Proposta di ordine del giorno n.2/70/XVI del 9 giugno 2021 collegata al disegno di legge n. 70/XVI “Modificazioni del testo unico provinciale sulla tutela dell’ambiente dagli inquinamenti 1987 in materia di rilascio di dispositivi aerostatici”. Approvata con emendamento il 9 giugno 2021. Convertita nell’ordine del giorno 352/XVI.

Buone pratiche ambientali in ambito scolastico

le moderne economie industriali producono una serie di sottoprodotti, comunemente definiti rifiuti, per i quali si spende senza ottenere alcun controvalore. Il costo di tali sottoprodotti può riguardare ad esempio: inquinamento dell’aria, dell’acqua e del suolo; obesità, criminalità e cambiamenti climatici. Alcuni studi risalenti agli anni ‘90 del secolo scorso stimarono che l’impatto di tali costi sul bilancio economico degli Stati Uniti ammontava a circa il 22% del totale. Il risultato della produzione continua di tali sottoprodotti è un immenso cumulo di immondizia che è fonte di stress per la salute degli ecosistemi (State of the World 2004 a cura del Worldwatch Institute – Capitolo 1 “Consumare oggi” di Gary Gardner, Erik Assadorurian, Radikha Sarin);

la Strategia Provinciale per lo Sviluppo Sostenibile (Spross) adottata con delibera di Giunta n.2062 del 14 dicembre 2020 nel descrivere i cambiamenti in arrivo in Trentino e nel rimarcare le ricadute più significative a livello locale dei 14 Megatrend (MT) definiti dalla Commissione Europeanella sezione “Trentino più verde” evidenzia che:

a) MT 4. Aumento del Consumismo (Cambiamenti a sfavore – Se non si fa nulla) la tendenza globale all’aumento dei consumi pro capite è verosimile anche per il Trentino, persino in uno scenario di calo demografico.
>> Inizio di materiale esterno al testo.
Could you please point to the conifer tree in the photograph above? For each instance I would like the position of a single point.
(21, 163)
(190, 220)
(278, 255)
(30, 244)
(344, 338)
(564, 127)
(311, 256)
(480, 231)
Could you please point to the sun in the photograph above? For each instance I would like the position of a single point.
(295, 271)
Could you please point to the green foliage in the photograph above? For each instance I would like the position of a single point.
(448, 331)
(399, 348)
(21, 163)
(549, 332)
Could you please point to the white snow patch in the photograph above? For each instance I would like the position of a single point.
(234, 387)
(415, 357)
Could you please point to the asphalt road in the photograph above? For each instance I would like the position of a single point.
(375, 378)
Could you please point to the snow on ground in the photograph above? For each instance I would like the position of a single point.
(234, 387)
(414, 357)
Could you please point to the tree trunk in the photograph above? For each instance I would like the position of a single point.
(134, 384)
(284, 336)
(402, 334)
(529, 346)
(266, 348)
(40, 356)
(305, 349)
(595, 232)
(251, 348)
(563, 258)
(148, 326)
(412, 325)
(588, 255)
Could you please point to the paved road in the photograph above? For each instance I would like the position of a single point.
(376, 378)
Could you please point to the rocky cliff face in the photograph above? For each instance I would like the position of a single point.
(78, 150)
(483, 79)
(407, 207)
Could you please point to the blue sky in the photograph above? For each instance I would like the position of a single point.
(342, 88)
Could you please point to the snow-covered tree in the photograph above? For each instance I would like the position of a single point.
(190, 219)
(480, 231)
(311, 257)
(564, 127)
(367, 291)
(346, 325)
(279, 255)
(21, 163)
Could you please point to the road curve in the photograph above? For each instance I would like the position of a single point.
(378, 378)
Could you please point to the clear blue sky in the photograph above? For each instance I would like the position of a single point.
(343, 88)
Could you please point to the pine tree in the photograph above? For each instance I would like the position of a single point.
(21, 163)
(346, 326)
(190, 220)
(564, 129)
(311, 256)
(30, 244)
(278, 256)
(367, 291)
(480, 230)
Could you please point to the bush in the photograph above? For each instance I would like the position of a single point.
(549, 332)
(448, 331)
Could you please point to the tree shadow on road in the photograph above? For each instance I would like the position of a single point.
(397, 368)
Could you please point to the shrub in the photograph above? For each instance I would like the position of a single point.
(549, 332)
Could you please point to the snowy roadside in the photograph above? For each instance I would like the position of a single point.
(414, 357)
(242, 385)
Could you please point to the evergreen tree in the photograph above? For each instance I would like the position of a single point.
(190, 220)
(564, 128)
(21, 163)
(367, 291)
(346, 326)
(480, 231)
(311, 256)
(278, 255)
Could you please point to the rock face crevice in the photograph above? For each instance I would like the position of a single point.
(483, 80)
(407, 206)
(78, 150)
La crescita costante dei consumi di prodotti, materie prime ed energia potrebbe vanificare o diminuire l’impatto positivo di interventi di efficientamento energetico e di buone pratiche; d’altra parte, l’aumento dei consumi comporta un incremento dei trasporti di merci con consumi energetici correlati (es. catena del freddo) quindi l’aumento anche delle emissioni climalteranti;
b) MT 4. Aumento del Consumismo e MT5 Diminuzione delle risorse (Cambiamenti a favore – Se gestiti): a livello globale l’impronta ecologica cresce a un ritmo maggiore del Pil. In Italia registrano progressi nell’indice di circolarità della materia e nella percentuale di riciclo dei rifiuti, ed è costante la diminuzione del consumo di materiale interno per unità di Pil. Consapevole di questi megatrend in via di sviluppo il mondo produttivo ha iniziato, lentamente, a comprendere l’importanza del passaggio all’economia circolare, che riduce i costi di produzione, ottimizza il consumo di risorse, assicura la sostenibilità dei processi produttivi e favorisce lo sviluppo di nuovi prodotti, maggiormente in linea con la sensibilità ambientale emergente delle nuove generazioni.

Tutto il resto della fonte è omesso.